Archivo de noviembre de 2024
Hoy celebramos la solemnidad de Todos los Santos. A la luz de esta fiesta, detengámonos un poco a pensar acerca de la santidad, en particular en dos características de la verdadera santidad: es un don -es un regalo, no se puede comprar- y, al mismo tiempo, es un camino. Un don y un camino.

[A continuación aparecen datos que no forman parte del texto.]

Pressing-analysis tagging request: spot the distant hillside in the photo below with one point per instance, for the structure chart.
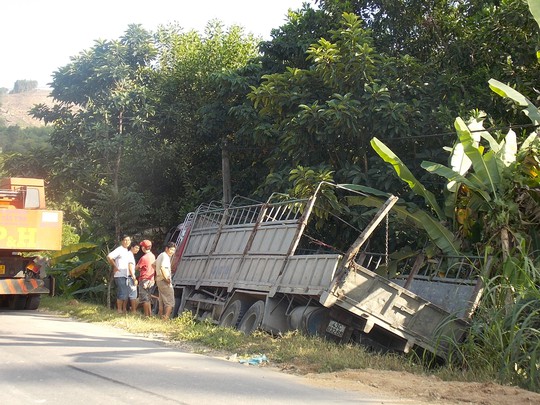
(14, 107)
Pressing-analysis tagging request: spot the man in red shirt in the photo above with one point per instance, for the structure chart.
(146, 276)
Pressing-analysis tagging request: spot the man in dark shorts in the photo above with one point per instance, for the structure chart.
(146, 276)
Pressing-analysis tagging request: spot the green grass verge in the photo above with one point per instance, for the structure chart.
(292, 351)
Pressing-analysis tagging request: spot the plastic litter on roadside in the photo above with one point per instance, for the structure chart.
(254, 360)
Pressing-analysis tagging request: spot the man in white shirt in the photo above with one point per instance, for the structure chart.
(119, 259)
(162, 266)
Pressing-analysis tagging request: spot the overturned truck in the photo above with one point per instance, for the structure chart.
(241, 266)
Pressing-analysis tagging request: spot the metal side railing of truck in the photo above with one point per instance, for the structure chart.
(244, 266)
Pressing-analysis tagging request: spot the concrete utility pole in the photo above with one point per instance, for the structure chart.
(226, 174)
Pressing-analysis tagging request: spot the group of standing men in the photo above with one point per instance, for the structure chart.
(135, 280)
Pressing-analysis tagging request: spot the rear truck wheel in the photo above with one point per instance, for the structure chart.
(231, 316)
(17, 302)
(252, 318)
(32, 302)
(178, 308)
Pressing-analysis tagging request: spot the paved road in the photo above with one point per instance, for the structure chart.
(45, 359)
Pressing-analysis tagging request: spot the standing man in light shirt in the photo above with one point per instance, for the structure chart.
(162, 267)
(119, 259)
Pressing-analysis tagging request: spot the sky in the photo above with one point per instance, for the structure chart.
(39, 36)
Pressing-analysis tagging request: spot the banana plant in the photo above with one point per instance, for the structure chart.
(482, 182)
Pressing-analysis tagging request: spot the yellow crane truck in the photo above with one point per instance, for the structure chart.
(26, 228)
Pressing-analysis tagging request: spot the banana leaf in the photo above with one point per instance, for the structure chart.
(405, 174)
(451, 175)
(506, 91)
(485, 166)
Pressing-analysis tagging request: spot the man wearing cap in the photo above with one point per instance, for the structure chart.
(146, 276)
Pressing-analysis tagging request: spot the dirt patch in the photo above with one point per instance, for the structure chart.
(14, 107)
(409, 388)
(422, 390)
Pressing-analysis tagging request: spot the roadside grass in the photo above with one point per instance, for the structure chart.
(292, 351)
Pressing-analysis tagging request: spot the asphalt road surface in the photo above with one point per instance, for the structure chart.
(45, 359)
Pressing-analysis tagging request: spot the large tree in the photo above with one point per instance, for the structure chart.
(191, 120)
(101, 115)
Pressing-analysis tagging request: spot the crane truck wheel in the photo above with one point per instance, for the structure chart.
(233, 314)
(17, 302)
(252, 319)
(32, 302)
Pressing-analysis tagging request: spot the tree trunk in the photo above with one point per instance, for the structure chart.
(226, 174)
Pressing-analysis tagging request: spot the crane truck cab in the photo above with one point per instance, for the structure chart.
(26, 229)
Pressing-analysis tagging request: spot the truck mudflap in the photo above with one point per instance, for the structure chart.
(403, 314)
(22, 286)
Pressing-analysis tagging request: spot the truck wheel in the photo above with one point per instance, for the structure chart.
(17, 302)
(32, 302)
(252, 319)
(233, 313)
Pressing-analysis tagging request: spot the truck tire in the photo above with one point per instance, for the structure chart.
(252, 318)
(230, 318)
(17, 302)
(32, 302)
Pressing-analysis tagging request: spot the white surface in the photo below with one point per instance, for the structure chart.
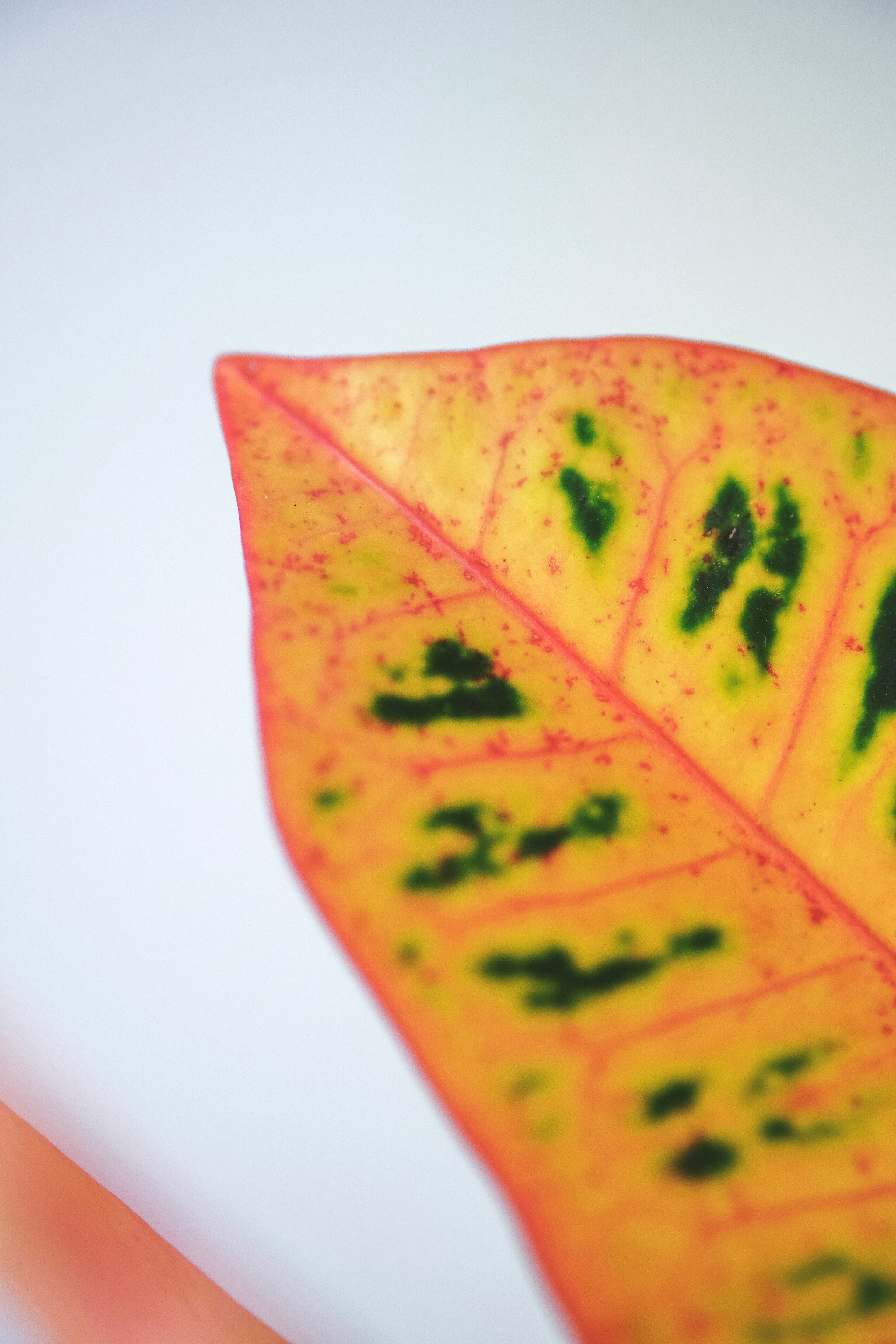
(182, 179)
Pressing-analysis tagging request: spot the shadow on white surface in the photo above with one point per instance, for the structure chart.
(183, 180)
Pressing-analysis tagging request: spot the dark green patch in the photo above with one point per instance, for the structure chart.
(867, 1293)
(705, 1159)
(478, 694)
(781, 1129)
(328, 799)
(452, 869)
(593, 509)
(453, 660)
(597, 816)
(585, 429)
(880, 687)
(872, 1295)
(539, 843)
(680, 1094)
(527, 1084)
(785, 556)
(782, 1068)
(695, 943)
(862, 453)
(559, 984)
(824, 1267)
(731, 522)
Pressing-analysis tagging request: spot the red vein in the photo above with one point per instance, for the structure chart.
(430, 604)
(719, 1006)
(488, 513)
(520, 905)
(800, 713)
(606, 690)
(639, 583)
(496, 753)
(780, 1213)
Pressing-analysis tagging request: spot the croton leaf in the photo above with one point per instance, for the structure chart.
(577, 667)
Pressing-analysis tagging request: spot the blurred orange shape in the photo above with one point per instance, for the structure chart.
(577, 670)
(84, 1269)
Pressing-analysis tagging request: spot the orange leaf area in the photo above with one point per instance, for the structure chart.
(86, 1271)
(577, 667)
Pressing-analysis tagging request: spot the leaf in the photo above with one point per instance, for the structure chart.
(577, 667)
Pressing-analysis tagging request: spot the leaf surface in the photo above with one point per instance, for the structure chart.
(577, 668)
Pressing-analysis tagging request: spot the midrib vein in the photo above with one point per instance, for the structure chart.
(762, 836)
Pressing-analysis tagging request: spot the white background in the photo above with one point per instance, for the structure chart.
(182, 179)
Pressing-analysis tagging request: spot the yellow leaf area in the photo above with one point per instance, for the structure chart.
(577, 667)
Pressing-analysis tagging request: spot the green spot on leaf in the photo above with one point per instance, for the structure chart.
(785, 556)
(705, 1159)
(731, 522)
(453, 869)
(478, 694)
(781, 1129)
(880, 687)
(559, 984)
(594, 511)
(585, 429)
(330, 799)
(679, 1094)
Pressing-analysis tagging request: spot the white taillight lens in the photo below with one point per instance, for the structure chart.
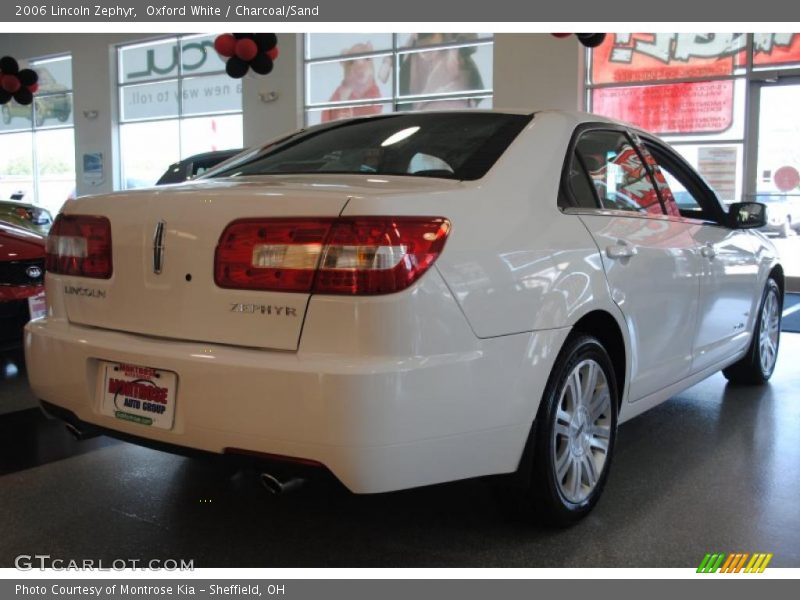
(360, 255)
(80, 245)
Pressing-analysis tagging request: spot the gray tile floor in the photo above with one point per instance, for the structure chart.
(716, 468)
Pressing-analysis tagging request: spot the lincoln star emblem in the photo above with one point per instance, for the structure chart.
(158, 248)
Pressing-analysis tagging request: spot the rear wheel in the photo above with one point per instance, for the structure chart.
(757, 366)
(575, 432)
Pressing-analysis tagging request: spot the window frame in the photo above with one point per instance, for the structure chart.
(566, 193)
(178, 78)
(34, 129)
(754, 77)
(680, 168)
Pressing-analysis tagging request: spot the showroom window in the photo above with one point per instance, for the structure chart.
(175, 100)
(37, 142)
(359, 74)
(726, 101)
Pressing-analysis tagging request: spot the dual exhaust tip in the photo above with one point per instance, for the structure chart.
(273, 484)
(278, 487)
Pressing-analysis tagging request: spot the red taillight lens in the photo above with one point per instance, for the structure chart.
(80, 245)
(361, 255)
(270, 254)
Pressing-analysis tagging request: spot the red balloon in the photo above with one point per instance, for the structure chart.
(246, 49)
(225, 44)
(10, 83)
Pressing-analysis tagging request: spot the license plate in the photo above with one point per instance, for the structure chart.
(139, 394)
(37, 306)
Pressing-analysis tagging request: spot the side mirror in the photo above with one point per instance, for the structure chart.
(747, 215)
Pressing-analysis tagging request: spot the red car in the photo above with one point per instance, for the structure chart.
(21, 282)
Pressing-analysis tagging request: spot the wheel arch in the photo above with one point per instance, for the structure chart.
(602, 325)
(776, 273)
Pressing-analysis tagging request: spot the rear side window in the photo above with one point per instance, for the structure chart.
(615, 172)
(455, 145)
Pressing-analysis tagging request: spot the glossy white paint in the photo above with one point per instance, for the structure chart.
(439, 382)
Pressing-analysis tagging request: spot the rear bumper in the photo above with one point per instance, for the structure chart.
(378, 424)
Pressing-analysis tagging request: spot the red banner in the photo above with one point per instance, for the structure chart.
(701, 107)
(625, 57)
(776, 48)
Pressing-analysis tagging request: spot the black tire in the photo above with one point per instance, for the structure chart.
(543, 497)
(749, 370)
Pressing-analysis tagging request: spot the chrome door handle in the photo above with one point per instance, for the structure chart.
(621, 250)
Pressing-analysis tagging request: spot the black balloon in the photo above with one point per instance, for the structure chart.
(591, 40)
(9, 65)
(236, 67)
(261, 64)
(266, 41)
(27, 77)
(23, 96)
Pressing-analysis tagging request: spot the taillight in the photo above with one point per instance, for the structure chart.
(80, 245)
(357, 256)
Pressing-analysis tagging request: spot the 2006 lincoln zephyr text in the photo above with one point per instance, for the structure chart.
(409, 299)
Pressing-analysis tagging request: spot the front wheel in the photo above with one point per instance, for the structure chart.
(757, 366)
(575, 431)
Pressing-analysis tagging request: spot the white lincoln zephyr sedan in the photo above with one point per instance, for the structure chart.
(409, 299)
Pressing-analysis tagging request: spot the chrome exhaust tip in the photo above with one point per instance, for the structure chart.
(79, 434)
(276, 487)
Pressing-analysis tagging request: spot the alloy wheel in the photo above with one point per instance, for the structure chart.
(580, 439)
(769, 332)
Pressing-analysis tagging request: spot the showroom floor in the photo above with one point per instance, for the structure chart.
(714, 469)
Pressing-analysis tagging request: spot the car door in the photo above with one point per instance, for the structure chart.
(728, 264)
(647, 255)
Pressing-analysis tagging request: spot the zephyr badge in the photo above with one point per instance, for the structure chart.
(158, 248)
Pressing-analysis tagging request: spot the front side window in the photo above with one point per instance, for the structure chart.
(616, 172)
(461, 146)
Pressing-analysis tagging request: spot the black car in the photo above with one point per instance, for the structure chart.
(196, 165)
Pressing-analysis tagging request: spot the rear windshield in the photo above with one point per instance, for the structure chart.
(460, 146)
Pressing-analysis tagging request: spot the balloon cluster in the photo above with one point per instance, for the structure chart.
(245, 51)
(590, 40)
(15, 83)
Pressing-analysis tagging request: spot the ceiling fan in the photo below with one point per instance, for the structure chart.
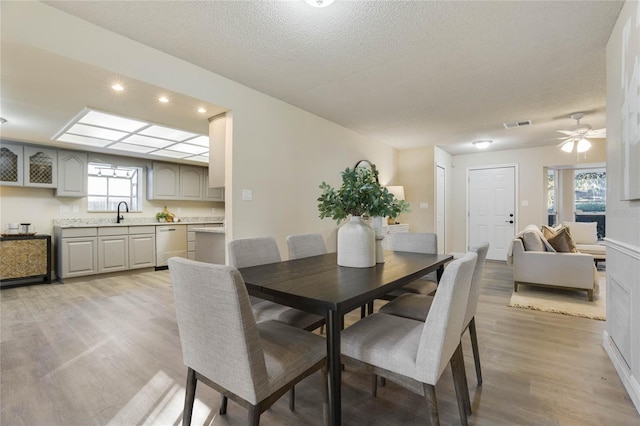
(579, 133)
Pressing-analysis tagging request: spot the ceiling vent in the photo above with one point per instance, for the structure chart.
(514, 124)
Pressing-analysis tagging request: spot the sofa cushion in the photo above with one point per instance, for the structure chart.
(532, 241)
(562, 242)
(583, 232)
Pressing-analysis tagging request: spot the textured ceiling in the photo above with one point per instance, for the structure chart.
(406, 73)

En primer lugar, es un don. La santidad es un don de Dios que hemos recibido en el Bautismo: si lo dejamos crecer, puede cambiar completamente nuestra vida (cf. Exhortación apostólica Gaudete et exsultate, 15). Los santos no son héroes inalcanzables o lejanos (…) seguro que hemos conocido a algunos de ellos, algún santo cotidiano, alguna persona justa, alguna persona que vive la vida cristiana en serio, con simplicidad (…) La santidad es un don que se ofrece a todos para tener una vida feliz. Y, al fin y al cabo, cuando recibimos un don, ¿cuál es nuestra primera reacción? Precisamente que nos ponemos felices, porque significa que alguien nos ama; y el don de la santidad nos hace felices porque Dios nos ama. (…) La santidad es un camino, un camino de juntos, ayudándose mutuamente, unidos con aquellos compañeros ideales que son los santos. (Ángelus, 1° de noviembre de 2023)
Mt 5, 1-12
En aquel tiempo, cuando Jesús vio a la muchedumbre, subió al monte y se sentó. Entonces se le acercaron sus discípulos. Enseguida comenzó a enseñarles, hablándoles así:
«Dichosos los pobres de espíritu,
porque de ellos es el Reino de los cielos.
Dichosos los que lloran,
porque serán consolados.
Dichosos los sufridos,
porque heredarán la tierra.
Dichosos los que tienen hambre y sed de justicia,
porque serán saciados.
Dichosos los misericordiosos,
porque obtendrán misericordia.
Dichosos los limpios de corazón,
porque verán a Dios.
Dichosos los que trabajan por la paz,
porque se les llamará hijos de Dios.
Dichosos los perseguidos por causa de la justicia,
porque de ellos es el Reino de los cielos.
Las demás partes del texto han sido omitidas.